Workers process lodgepole pine trees into lumber and other lumber products at the Montrose Forest Products sawmill in this February 2010 photo. (William Woody/ Special to The Colorado Sun)

Forest Service District Ranger Bill Edwards said the agency tried to have the logging operation take place earlier or later, but the location of the logging units makes it necessary to move timber from two of the seven harvesting units in the winter, when the ground is frozen and snow-covered.

“It is time for this particular stand to be harvested,” Edwards said.

The stand of Engelmann spruce is healthy. But he said the Grand Mesa, Uncompahgre and Gunnison National Forest is trying to aggressively manage forests on the mesa to prevent fires and beetle kill. Those particular units hadn’t been cut in about 40 years.

Aschwanden said Nordic Council members are all for keeping the forests healthy, even though some past cutting around the Nordic trails have left messy slash piles that Nordic Council members had to clean up. She said it was the way the contract for this one was done, without consulting the Nordic Council, that has her and other members fired up.

“We have never had a logging project infringe on our operation before,” she said.

She said her volunteer group has had to file Freedom of Information Act requests to get access to the new contract between the Forest Service and the bidder for the timber, Montrose Forest Products. The group is still awaiting requested information about communications between the Forest Service and Montrose Forest Products.

Edwards said he believes the Nordic Council and the Forest Service have generally had a good partnership and he disagrees that the Forest Service withheld information.

“I would say that is absolutely false,” Edwards said.

He said the Forest Service has tried in many ways to accommodate cross-country skiers, but also, as a multi-use agency, must accommodate logging operations. He pointed out that Scales Lake Road – the winter ski trail that would be used as a timber haul road – was originally built for logging, as were the majority of other trails at the Skyway complex.

Nordic Council members point out that even though the trails were once logging roads, the group’s agreement with the Forest Service precludes any motorized use of the trails from Nov. 15 to April 15.

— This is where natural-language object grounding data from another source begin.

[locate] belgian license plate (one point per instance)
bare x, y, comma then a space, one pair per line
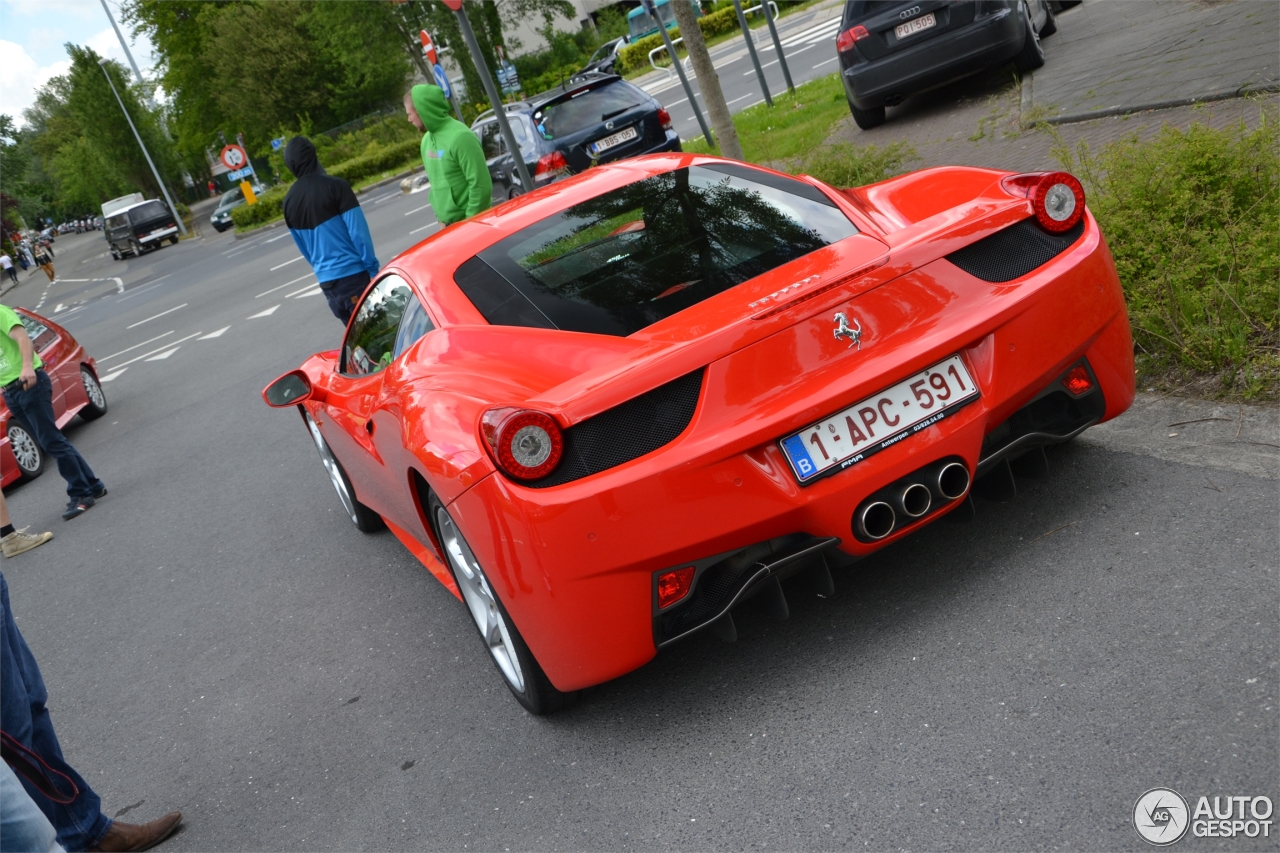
915, 26
880, 420
612, 141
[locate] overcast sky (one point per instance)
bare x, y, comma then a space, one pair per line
32, 37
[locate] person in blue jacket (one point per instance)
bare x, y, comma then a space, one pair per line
329, 228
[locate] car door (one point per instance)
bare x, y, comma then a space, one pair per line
348, 419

“They never talked to us about this. It was all done in the dark,” said Cameron Tyler, an attorney and the secretary of the Grand Mesa Nordic Council board.

“They have been stonewalling and honestly not acting like we have a partnership,” said Joe Ramey, past director of the Nordic Council board.

Ramey said the information about the amended contract hit the Nordic Council at a time when the board’s volunteers are preparing to clean up trails and get equipment ready for the season. The area already had a dusting of snow several weeks ago.

The council had been looking toward a season that had promised to be one of the busiest on record. Last year, with COVID restrictions, the trails were more loaded with skiers and snowshoers than longtime Nordic Council board members had ever seen. The parking lots were often full on sunny weekends. The Nordic Council doesn’t charge for trail use, so there are no firm user numbers.

Several Nordic Council board members will meet with the Forest Service Friday. Edwards said there might be some tweaks to be made to the contract to make it more agreeable to the Nordic Council.

“I absolutely understand their frustrations and concerns,” Edwards said. “It is some of the best cross-country skiing around.”